Browse By

Programa de servicios de apoyo en el hogar (IHSS) de Medi-Cal

Última actualización: 15 de marzo de 2023

Descripción general del programa de servicios de apoyo a domicilio de Medi-Cal

El Programa de Servicios de Apoyo en el Hogar (IHSS) es un programa estatal de Medi-Cal que brinda servicios y apoyo a largo plazo para residentes de California que son ancianos, ciegos o discapacitados y que corren el riesgo de ser internados en un asilo de ancianos. Los beneficios disponibles incluyen asistencia de cuidado personal y servicios de ama de casa para ayudar a estas personas a vivir de forma segura e independiente en su hogar o en el hogar de un ser querido.
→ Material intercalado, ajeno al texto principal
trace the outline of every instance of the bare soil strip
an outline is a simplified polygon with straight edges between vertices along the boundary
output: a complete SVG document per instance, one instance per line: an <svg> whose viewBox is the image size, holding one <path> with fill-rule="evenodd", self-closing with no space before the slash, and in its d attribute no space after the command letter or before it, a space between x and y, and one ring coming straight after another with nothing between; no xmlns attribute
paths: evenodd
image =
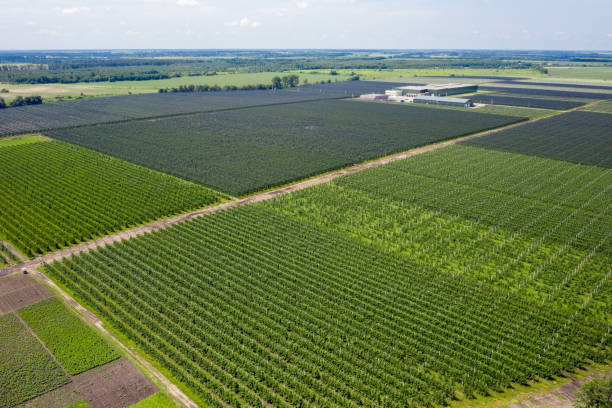
<svg viewBox="0 0 612 408"><path fill-rule="evenodd" d="M0 315L37 303L53 296L46 286L27 275L0 279Z"/></svg>

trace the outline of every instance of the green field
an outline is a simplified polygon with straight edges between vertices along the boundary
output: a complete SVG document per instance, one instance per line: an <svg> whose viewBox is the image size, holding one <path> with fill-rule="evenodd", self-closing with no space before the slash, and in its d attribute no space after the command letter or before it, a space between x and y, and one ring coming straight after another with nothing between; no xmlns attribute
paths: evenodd
<svg viewBox="0 0 612 408"><path fill-rule="evenodd" d="M178 88L181 85L218 85L220 87L269 84L275 76L290 75L293 72L261 72L253 74L224 74L212 76L183 76L179 78L159 79L149 81L117 81L117 82L80 82L75 84L7 84L0 82L0 89L8 93L0 93L5 101L11 101L17 96L40 95L45 101L54 101L58 97L72 99L81 96L114 96L157 92L160 88ZM344 81L347 75L329 75L327 73L299 73L300 83L304 81L315 83L320 81Z"/></svg>
<svg viewBox="0 0 612 408"><path fill-rule="evenodd" d="M150 397L138 401L129 408L177 408L176 404L166 396L166 394L158 392Z"/></svg>
<svg viewBox="0 0 612 408"><path fill-rule="evenodd" d="M296 73L314 73L319 74L329 73L329 70L299 70L293 71ZM483 69L483 68L426 68L426 69L337 69L336 72L340 75L351 75L353 72L358 74L362 80L397 80L414 81L417 83L432 82L431 78L418 77L436 77L455 75L456 78L444 78L444 82L463 81L461 76L501 76L501 77L525 77L525 78L543 78L545 77L539 71L531 69ZM480 82L481 79L469 78L465 79L468 82ZM485 79L484 82L490 82L491 79Z"/></svg>
<svg viewBox="0 0 612 408"><path fill-rule="evenodd" d="M414 105L330 100L46 134L242 195L519 120Z"/></svg>
<svg viewBox="0 0 612 408"><path fill-rule="evenodd" d="M102 337L57 299L28 306L19 315L72 375L119 358Z"/></svg>
<svg viewBox="0 0 612 408"><path fill-rule="evenodd" d="M75 402L74 404L66 408L89 408L89 404L85 401L79 401L79 402Z"/></svg>
<svg viewBox="0 0 612 408"><path fill-rule="evenodd" d="M23 136L23 137L8 137L0 139L0 149L3 147L11 147L28 143L38 143L47 140L42 136Z"/></svg>
<svg viewBox="0 0 612 408"><path fill-rule="evenodd" d="M57 141L0 148L0 237L28 256L219 202L202 186Z"/></svg>
<svg viewBox="0 0 612 408"><path fill-rule="evenodd" d="M552 115L557 111L550 109L525 108L522 106L486 105L478 108L476 112L535 119L541 116Z"/></svg>
<svg viewBox="0 0 612 408"><path fill-rule="evenodd" d="M595 105L587 106L586 110L591 112L612 113L612 101L603 101Z"/></svg>
<svg viewBox="0 0 612 408"><path fill-rule="evenodd" d="M612 81L612 67L548 67L553 78Z"/></svg>
<svg viewBox="0 0 612 408"><path fill-rule="evenodd" d="M70 381L15 314L0 316L0 407L12 407Z"/></svg>

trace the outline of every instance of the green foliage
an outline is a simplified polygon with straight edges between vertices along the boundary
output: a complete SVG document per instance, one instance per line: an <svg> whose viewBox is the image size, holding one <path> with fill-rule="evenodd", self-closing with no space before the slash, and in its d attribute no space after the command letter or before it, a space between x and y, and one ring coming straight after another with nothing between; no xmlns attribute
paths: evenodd
<svg viewBox="0 0 612 408"><path fill-rule="evenodd" d="M612 408L612 376L582 384L576 393L576 408Z"/></svg>
<svg viewBox="0 0 612 408"><path fill-rule="evenodd" d="M369 86L360 82L350 86ZM337 85L337 92L344 85ZM519 120L477 112L334 100L48 134L241 195Z"/></svg>
<svg viewBox="0 0 612 408"><path fill-rule="evenodd" d="M75 402L74 404L66 408L89 408L89 404L85 401L79 401L79 402Z"/></svg>
<svg viewBox="0 0 612 408"><path fill-rule="evenodd" d="M12 407L70 382L17 316L0 316L0 406Z"/></svg>
<svg viewBox="0 0 612 408"><path fill-rule="evenodd" d="M17 96L15 99L11 101L11 103L8 106L10 106L11 108L14 108L16 106L40 105L41 103L42 103L41 96L26 96L25 98L23 96ZM6 107L6 105L4 107Z"/></svg>
<svg viewBox="0 0 612 408"><path fill-rule="evenodd" d="M0 174L0 236L29 256L221 199L64 142L0 148Z"/></svg>
<svg viewBox="0 0 612 408"><path fill-rule="evenodd" d="M72 375L119 358L117 351L57 299L23 308L19 315Z"/></svg>
<svg viewBox="0 0 612 408"><path fill-rule="evenodd" d="M166 394L157 392L134 405L130 405L129 408L176 408L176 404Z"/></svg>

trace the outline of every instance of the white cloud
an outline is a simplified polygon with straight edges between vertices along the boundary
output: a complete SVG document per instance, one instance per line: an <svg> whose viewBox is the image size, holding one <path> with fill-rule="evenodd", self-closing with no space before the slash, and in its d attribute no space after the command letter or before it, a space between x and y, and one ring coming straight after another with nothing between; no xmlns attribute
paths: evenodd
<svg viewBox="0 0 612 408"><path fill-rule="evenodd" d="M251 27L257 28L261 26L259 21L251 21L248 17L242 17L240 20L229 21L225 23L226 27Z"/></svg>
<svg viewBox="0 0 612 408"><path fill-rule="evenodd" d="M612 38L612 33L608 34L608 37Z"/></svg>
<svg viewBox="0 0 612 408"><path fill-rule="evenodd" d="M198 0L176 0L176 4L179 6L199 6L200 2Z"/></svg>
<svg viewBox="0 0 612 408"><path fill-rule="evenodd" d="M69 7L60 10L62 14L76 14L83 11L89 11L89 7Z"/></svg>
<svg viewBox="0 0 612 408"><path fill-rule="evenodd" d="M295 6L299 9L305 9L306 7L308 7L308 2L307 1L296 1Z"/></svg>

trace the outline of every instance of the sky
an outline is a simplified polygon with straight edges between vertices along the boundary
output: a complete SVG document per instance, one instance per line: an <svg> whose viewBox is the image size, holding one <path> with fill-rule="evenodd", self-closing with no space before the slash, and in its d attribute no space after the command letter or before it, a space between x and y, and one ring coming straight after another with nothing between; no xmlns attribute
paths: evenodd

Los participantes del programa tienen la opción de autodirigir su atención, lo que les permite elegir y contratar a sus propios cuidadores, incluidos amigos y familiares.

Dentro del IHSS, existen 4 programas, los dos primeros atienden a la mayoría de los beneficiarios del programa IHSS.

– Opción Community First Choice (CFCO): para personas elegibles para Medi-Cal que requieren un nivel de atención en un hogar de ancianos.
– Programa de servicios de cuidado personal (PCSP): para personas mayores, ciegas o discapacitadas elegibles para Medi-Cal que requieren asistencia de cuidado personal, pero que no requieren el nivel de atención que se brinda en un hogar de ancianos.
– Programa de opción IHSS Plus (IPO): proporciona pagos a cónyuges o padres de personas elegibles para Medi-Cal que no necesitan un nivel de atención en un hogar de ancianos, pero requieren asistencia de atención y la reciben de un cónyuge o padre. Antes de convertirse en una opción del plan estatal de Medi-Cal, este programa se llamaba Exención IHSS Plus.
– Programa Residual de IHSS (IHSS-R): proporciona una vía de elegibilidad para personas que no son elegibles para Medi-Cal, pero requieren servicios de atención de IHSS.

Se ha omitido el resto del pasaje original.